SPORT – Il coach : uno strumento a servizio dell’allenatore

Maledettissimi coach !

Questa è la frase che sempre più spesso sento quando parlo con allenatori, preparatori atletici o direttori sportivi.

Purtroppo la percezione che il mondo dello sport ha di uno “Sport Coach” è distorta dai comportamenti non professionali, che alcune volte, diventano la “baseline” con la quale, chi fa questa attività, viene bollato. Dall’altra parte la cultura del coaching sportivo è relativamente nuova nel panorama italiano e quindi, lo scetticismo regna sovrano.

Come sempre non possiamo fare di tutta l’erba un fascio e per contro, non possiamo nemmeno pretendere che il mondo sportiva sappia nel dettaglio cosa fa uno “Sport Coach” quindi , prima di tutto chiarire che cosa è, e cosa non è un coach (e il coaching” in generale) e quali sono le regole del gioco, è la base di partenza per non incappare in situazioni che potrebbero venire mal interpretate.

Se da una parte chi fa coaching sportivo viene guardato un po’ di traverso, è vero anche che sport e coaching, è un connubio che sempre più spesso sta portando risultati eccellenti, sia per gli atleti che per gli allenatori o per le società sportive in genere, a patto che vengano rispettate dalle parti in questione, alcune semplici regole di base, che sono fondamentali per lo svolgimento di una attività in sinergia, volta al miglioramento delle performance di un team.

Ho sentito frasi de tipo : “…un mental coach ? Per fare cosa ? I nostri atleti non hanno problemi mentali !”

Ok. Fermiamo il nastro e ricominciamo da capo.

Prima di tutto facciamo un po’ di ordine e chiariamo una volta per tutte che cosa NON E’ IL COACHING.

Il Coaching, non è psicoterapia, non è counseling e non è consulenza.

Il Coaching invece, è un servizio professionale esercitato in diversi ambiti e consiste in un metodo di sviluppo dei singoli, dei gruppi e delle organizzazioni, basato sul riconoscimento, la valorizzazione e l’allenamento delle potenzialità di un sistema, per il raggiungimento di obiettivi definiti dal cliente (atleta/allenatore/squadra/società) e con l’eventuale committente.

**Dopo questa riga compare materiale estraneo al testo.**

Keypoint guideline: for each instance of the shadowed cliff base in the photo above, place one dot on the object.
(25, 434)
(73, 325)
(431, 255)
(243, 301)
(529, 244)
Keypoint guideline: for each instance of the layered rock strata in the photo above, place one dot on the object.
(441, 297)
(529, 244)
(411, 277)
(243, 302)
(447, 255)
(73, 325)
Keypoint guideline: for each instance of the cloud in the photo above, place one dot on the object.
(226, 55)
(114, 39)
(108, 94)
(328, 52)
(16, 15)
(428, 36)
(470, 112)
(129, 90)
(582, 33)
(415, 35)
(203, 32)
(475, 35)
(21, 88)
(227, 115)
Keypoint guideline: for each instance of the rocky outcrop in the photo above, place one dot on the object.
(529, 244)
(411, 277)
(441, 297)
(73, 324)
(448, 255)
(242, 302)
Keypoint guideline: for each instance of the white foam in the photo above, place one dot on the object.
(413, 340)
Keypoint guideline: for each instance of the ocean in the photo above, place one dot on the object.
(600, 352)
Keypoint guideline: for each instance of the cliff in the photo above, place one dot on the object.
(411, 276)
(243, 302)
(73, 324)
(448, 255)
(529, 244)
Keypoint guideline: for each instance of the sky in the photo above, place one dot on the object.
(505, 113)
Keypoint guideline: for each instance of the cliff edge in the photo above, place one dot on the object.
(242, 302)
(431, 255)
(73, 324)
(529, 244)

Il processo di partnership tra coach e coachee è basato su una relazione di reciproca fiducia. Le modalità di azione del coach nei confronti del coachee, sono volte ad un percorso che, facilitando il miglioramento e la valorizzazione delle competenze, ha come finalità il potenziamento delle risorse e della relativa percezione legata alle capacità intrinseche del soggetto, di raggiungere determinate performance e risultati.

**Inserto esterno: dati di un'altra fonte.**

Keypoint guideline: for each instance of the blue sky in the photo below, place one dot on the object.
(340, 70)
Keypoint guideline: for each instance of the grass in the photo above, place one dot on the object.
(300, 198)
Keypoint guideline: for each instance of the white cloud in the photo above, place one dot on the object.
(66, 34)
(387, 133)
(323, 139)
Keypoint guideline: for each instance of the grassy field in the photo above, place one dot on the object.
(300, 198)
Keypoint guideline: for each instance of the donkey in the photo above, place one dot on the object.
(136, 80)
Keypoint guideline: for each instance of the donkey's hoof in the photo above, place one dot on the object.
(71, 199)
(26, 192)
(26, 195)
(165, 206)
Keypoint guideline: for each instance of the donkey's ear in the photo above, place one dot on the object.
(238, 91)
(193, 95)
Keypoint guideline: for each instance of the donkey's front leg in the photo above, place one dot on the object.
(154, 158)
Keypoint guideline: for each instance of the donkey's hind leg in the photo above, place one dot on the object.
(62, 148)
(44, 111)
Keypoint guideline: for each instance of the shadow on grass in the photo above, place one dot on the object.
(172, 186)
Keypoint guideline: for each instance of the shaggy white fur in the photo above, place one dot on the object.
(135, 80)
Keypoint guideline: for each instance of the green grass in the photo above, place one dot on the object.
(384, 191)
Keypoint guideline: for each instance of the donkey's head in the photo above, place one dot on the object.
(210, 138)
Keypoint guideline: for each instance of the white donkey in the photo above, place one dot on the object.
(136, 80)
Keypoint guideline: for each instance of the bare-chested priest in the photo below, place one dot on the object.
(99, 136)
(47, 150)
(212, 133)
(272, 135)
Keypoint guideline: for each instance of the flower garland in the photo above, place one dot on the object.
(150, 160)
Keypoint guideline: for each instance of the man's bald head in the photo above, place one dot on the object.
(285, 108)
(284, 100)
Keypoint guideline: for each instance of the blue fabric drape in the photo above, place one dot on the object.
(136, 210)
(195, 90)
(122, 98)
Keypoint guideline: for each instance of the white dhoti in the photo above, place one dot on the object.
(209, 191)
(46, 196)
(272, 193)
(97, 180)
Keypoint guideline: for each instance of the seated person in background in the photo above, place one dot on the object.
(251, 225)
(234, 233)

Nel caso specifico di un lavoro su una squadra, il coach agisce in stretta collaborazione con l’allenatore, definendo con lui, tempi e modi di esecuzione per l’attività per cui è stato chiamato in causa.

Quindi, il coach :

  1. Mantiene una posizione neutra rispetto al contesto e ai ruoli dell’organizzazione entro cui opera
  2. Rispetta i ruoli, tempi e spazi entro i quali il “sistema” opera
  3. Diventa strumento dell’allenatore nel “leggere” determinati eventi legati alla comunicazione
  4. Agisce sempre in conformità a quanto definito con allenatore e società
  5. Evita tassativamente di prendere iniziative personali
  6. Non parlare di tecnica e/o di tattica e non esprime pareri o giudizi in merito 

Su quest’ultimo punto voglio sottolineare alcune cose importanti :

Il coach non fa l’allenatore, non fa il direttore sportivo, non suggerisce la formazione e sopratutto  non esprime giudizi o pareri tecnico/tattici.

Se la domanda lecita che vi fate adesso è : “Che cosa me ne faccio di uno Sport Coach ?” pensate a come potrebbe migliorare la vostra comunicazione all’interno del team sfruttando le competenze di chi ha strumenti mirati ad aumentare le performance degli atleti.

 

E’ solo uno spunto di riflessione, ma vale la pena fermasi un attimo e porci sopra l’attenzione.